Medieval Text Reveals A NSFW Poem About A Talking Vulva

Sex is a constant theme of the human experience, regardless of time, place, or culture - and the Middle Age is no exception. Wikimedia Commons / University of Heidelberg

When you think of raunchy displays of sexuality, you probably don't immediately think of Medieval parchments found in a dusty Austrian monastery. However, a centuries-old text reveals that the imagination of the Middle Ages was surprisingly unprudish when it came to sexuality.

Scholars at the Austrian Academy of Sciences' Institute of Medieval Research (OeAW) recently analyzed a newly discovered fragment of the text Rosendorn, translated as The Rose Thorn, that’s two centuries older than any other known copy.

Although it looks like a fairly bland historical document at first glance, the Rosendorn actually details a surprisingly vivid piece of erotic satire. The poem is about a young female virgin arguing with her vulva about who is more appreciated by men. According to The History Blog, the quarrel leads to the woman and vulva departing from each other, hoping to prove who truly is the most desirable. 

However, the break up spirals into disaster. The vulva is used and abused by every man it encounters, while the woman offers herself to a gang of men who trample her. In the end, the woman and her vulva agree they are better together, at which point the male narrator – who has been watching all of this drama unfold from afar – reunites the duo through the act of sex. 

All’s well that ends well, I guess? 

Christine Glassner, a researcher from the OeAW who worked on the project, explained in a statement that the poem is an “incredibly clever” narrative that explores whether a person can ever be separated from their sexuality. 

The newly discovered strip was found in the archives of Melk Abbey in Austria. The parchment consists of a thin strip just 22 centimeters long and 1.5 centimeters wide (8.7 by 0.6 inches), so only a few letters per line are recognizable. Nevertheless, through painstaking analysis, the team managed to piece together the story and discover it was written 200 years earlier than previously thought, towards the end of the 13th century. It’s believed this kind of erotic poetry was recited and possibly performed, but rarely ever written down. 

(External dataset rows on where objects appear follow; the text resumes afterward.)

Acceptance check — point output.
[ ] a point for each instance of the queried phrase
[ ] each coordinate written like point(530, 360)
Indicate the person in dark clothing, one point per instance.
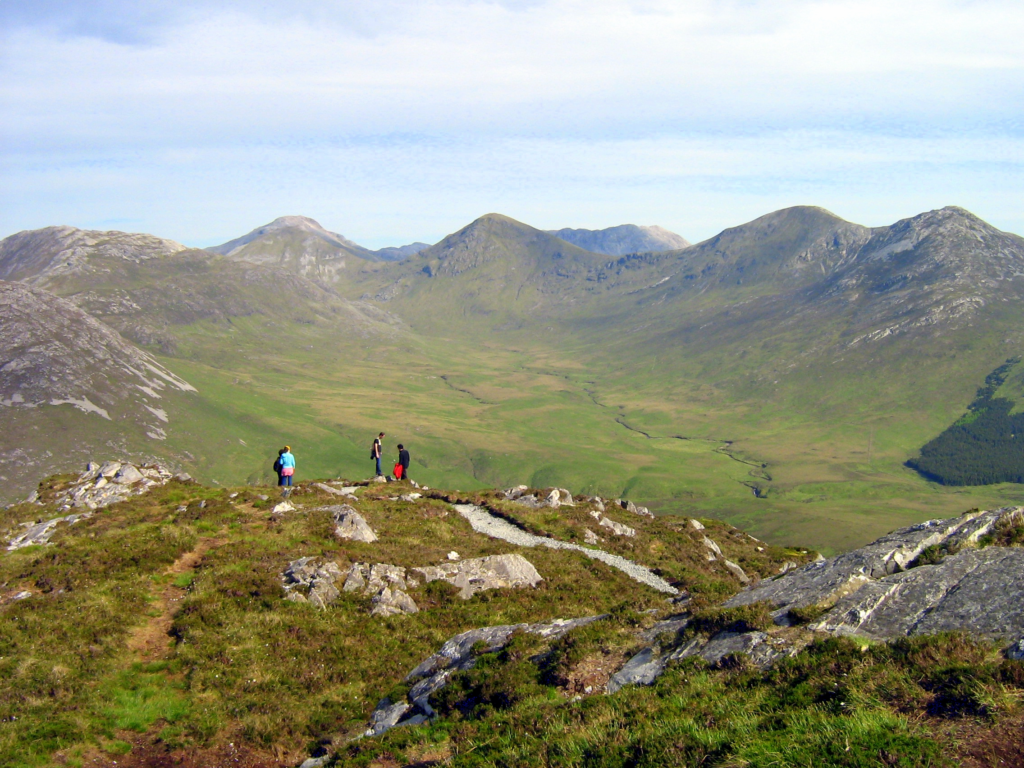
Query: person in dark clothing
point(403, 461)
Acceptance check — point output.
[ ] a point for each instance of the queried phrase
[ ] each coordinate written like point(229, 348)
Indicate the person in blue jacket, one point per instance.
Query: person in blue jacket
point(287, 466)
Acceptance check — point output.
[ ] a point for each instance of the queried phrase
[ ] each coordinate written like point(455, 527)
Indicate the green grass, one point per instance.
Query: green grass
point(246, 667)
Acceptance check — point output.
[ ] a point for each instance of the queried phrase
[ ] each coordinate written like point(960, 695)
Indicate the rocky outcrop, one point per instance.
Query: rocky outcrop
point(386, 585)
point(37, 255)
point(457, 654)
point(98, 486)
point(488, 524)
point(497, 571)
point(823, 583)
point(554, 499)
point(306, 580)
point(879, 591)
point(349, 524)
point(976, 591)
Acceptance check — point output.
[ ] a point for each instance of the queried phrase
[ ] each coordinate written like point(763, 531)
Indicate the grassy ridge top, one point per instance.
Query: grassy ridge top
point(158, 630)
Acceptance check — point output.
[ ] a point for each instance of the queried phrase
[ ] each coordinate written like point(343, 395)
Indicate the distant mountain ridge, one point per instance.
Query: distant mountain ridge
point(619, 241)
point(35, 256)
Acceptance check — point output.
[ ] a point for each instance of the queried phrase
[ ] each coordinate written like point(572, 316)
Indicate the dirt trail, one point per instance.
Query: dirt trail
point(150, 640)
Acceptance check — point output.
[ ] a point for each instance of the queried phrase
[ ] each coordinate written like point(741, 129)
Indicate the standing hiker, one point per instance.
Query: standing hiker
point(287, 466)
point(376, 451)
point(402, 462)
point(278, 467)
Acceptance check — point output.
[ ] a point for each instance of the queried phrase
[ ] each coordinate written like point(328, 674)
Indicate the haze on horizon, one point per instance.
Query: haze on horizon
point(395, 121)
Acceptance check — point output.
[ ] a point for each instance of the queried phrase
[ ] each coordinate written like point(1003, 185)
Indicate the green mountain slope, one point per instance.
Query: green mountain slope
point(778, 375)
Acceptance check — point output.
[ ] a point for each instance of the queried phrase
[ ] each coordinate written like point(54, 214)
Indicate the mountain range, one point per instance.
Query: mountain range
point(777, 375)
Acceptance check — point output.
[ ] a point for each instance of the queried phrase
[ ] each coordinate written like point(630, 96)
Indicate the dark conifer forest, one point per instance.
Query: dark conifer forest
point(984, 445)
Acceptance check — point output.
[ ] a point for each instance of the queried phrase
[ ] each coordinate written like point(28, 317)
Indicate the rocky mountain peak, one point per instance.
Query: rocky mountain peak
point(625, 239)
point(37, 255)
point(298, 231)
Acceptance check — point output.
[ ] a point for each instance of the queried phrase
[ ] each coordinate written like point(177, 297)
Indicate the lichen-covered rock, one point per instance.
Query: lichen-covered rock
point(480, 573)
point(98, 486)
point(643, 669)
point(306, 580)
point(457, 654)
point(349, 524)
point(392, 602)
point(976, 591)
point(736, 571)
point(825, 582)
point(616, 527)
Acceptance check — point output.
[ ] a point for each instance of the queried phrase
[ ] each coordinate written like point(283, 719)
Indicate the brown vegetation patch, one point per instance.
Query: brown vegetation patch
point(982, 745)
point(151, 640)
point(150, 752)
point(592, 674)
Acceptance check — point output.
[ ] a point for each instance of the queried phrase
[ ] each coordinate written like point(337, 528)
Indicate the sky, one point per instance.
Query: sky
point(394, 121)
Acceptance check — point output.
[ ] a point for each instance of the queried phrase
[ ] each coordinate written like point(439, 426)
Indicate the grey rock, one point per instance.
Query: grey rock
point(327, 488)
point(643, 669)
point(350, 525)
point(484, 522)
point(736, 571)
point(386, 716)
point(825, 582)
point(976, 591)
point(127, 475)
point(109, 469)
point(306, 580)
point(1015, 651)
point(392, 602)
point(515, 492)
point(476, 574)
point(616, 527)
point(456, 654)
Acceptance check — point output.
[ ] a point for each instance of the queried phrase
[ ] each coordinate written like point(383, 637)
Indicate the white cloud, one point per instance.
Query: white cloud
point(519, 102)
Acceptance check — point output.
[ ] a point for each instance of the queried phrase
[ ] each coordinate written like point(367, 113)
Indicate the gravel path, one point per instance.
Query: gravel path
point(488, 524)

The sexual themes of the poem could also provide an invaluable insight into how sexuality was viewed in the Middle Ages. It’s easy to assume people from pre-modern ages had a nun-like attitude towards sexuality or were perhaps too busy warding off plagues and fearing God to indulge in such decadent pleasures. However, sex remains a constant theme of the human experience, regardless of time, place, or culture – and the Middle Ages are no exception.